Comme je l'ai écrit à une auteure qui m'offrait ses sympathies pour la mort d'un homme que je connaissais à peine, il se tisse de drôles de liens dans les salons du livre, et la vie et la mort tricotent au travers et ça crée tout à coup des trous là où on ne s'y attendait pas.

mardi 2 septembre 2014

La mort le Sir Lancelot

Souvenir de 2009 (photo de Marie-Claude Lapointe)
On devait arriver là. On le savait. Ce fut quand même dur.

Ça faisait deux mois déjà qu'il ne se levait plus, mais comme il marchait une fois debout, on se disait qu'on l'aiderait tant qu'on pourrait. Fallait juste pas s'absenter trop longtemps.

Il y a deux semaines, il a commencé à japper quand je n'étais pas dans la même pièce que lui. Deux petits jappements de détresse.
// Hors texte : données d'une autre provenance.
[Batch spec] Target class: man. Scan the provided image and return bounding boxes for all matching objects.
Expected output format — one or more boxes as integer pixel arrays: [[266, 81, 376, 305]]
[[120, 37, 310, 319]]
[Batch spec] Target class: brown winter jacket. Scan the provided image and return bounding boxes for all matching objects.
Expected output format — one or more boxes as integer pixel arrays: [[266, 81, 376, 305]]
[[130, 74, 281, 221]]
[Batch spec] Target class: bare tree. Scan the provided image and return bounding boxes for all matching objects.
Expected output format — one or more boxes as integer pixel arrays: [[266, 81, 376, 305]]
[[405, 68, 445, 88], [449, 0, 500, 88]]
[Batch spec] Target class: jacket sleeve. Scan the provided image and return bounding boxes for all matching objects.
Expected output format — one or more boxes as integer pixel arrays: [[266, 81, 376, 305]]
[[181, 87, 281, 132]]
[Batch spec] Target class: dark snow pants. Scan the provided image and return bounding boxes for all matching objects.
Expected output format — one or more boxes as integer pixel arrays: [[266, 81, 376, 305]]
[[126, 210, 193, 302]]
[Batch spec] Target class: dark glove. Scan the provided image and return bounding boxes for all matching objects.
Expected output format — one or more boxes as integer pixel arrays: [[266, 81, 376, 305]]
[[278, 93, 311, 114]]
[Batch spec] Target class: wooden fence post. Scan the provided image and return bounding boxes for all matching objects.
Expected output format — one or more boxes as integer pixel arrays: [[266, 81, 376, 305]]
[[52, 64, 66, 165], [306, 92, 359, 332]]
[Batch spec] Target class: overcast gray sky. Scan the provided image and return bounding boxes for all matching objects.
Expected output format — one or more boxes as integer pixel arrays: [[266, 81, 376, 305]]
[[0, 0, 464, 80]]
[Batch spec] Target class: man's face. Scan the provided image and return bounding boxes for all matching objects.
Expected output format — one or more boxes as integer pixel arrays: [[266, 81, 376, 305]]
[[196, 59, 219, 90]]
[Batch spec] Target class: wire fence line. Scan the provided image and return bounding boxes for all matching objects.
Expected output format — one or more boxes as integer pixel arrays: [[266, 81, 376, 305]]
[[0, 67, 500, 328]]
Je le comprends! Tu es sourd. Tu peux pas te lever pis tu vois mal. La solitude nous inquiéterait à moins.

Le samedi soir, il est tombé en marchant. Pendant la nuit, il a pleuré pour qu'on l'aide à se retourner. Le dimanche matin, il n'a pas voulu se lever. Il a fallu de la mangue et des fraises pour le convaincre que le jour était arrivé. On s'est vite aperçu qu'il ne marchait plus.

Le lundi non plus il n'a pas voulu se lever. Ce sont les mangues, encore une fois, qui l'en ont persuadé. Plus tard, je l'ai brossé à la carde, ça lui faisait du bien. Après, avec l'aide de mon chum, on lui a donné un bain. Il ronronnait quand je l'ai essoré avec ses serviettes. Et tout à coup, comme si le bain l'avait épuisé, il s'est couché dans les serviettes mouillées et il s'est endormi.

Le lundi soir, au lieu de se rendre au bar laitier, on a fait venir le bar laitier jusque chez nous. Il a mangé sa crème glacée, reçu de la visite. Des amis et des voisins.

Mardi matin,  j'ai téléphoné chez vétérinaire. Ça faisait longtemps qu'il s'y attendait.

J'ai offert à Lancelot le repas du condamné version canine. Une mangue coupée en morceaux, des fraises de mon jardin et du yogourt maison aromatisé à la confiture. Évidemment, il fallait servir le tout dans de la belle vaisselle pour lui donner l'impression qu'il trichait. J'ai ajouté des bleuets, parce qu'il adorait ça, et un sac de cubes de poumon, la gâterie réservée aux heures de bureau. Il a avalé son repas couché, en mangeant dans ma main parce qu'il ne pouvait plus tenir assis.

À 10 h 30, on a quitté la maison. 

Le reste s'est passé comme dans un rêve. Je me souviens qu'il s'est endormi contre moi, la tête dans ma main, presque doucement. Serein comme s'il était juste fatigué. Mort par surdose de barbiturique, a dit le vétérinaire.

J'ai pleuré longtemps, penchée sur lui. Il était lourd comme toutes ces fois où il faisait la roche parce qu'il ne voulait pas se lever. Il était encore chaud, comme quand il dormait. Ne manquait que sa respiration, rendue haletante par les médicaments.

Il aurait eu 12 ans dans trois semaines.

p.s. Je l'ai fait incinérer et je vais l'enterrer dans le jardin, au milieu des plants de fraises. Il en a tellement volé dans sa vie!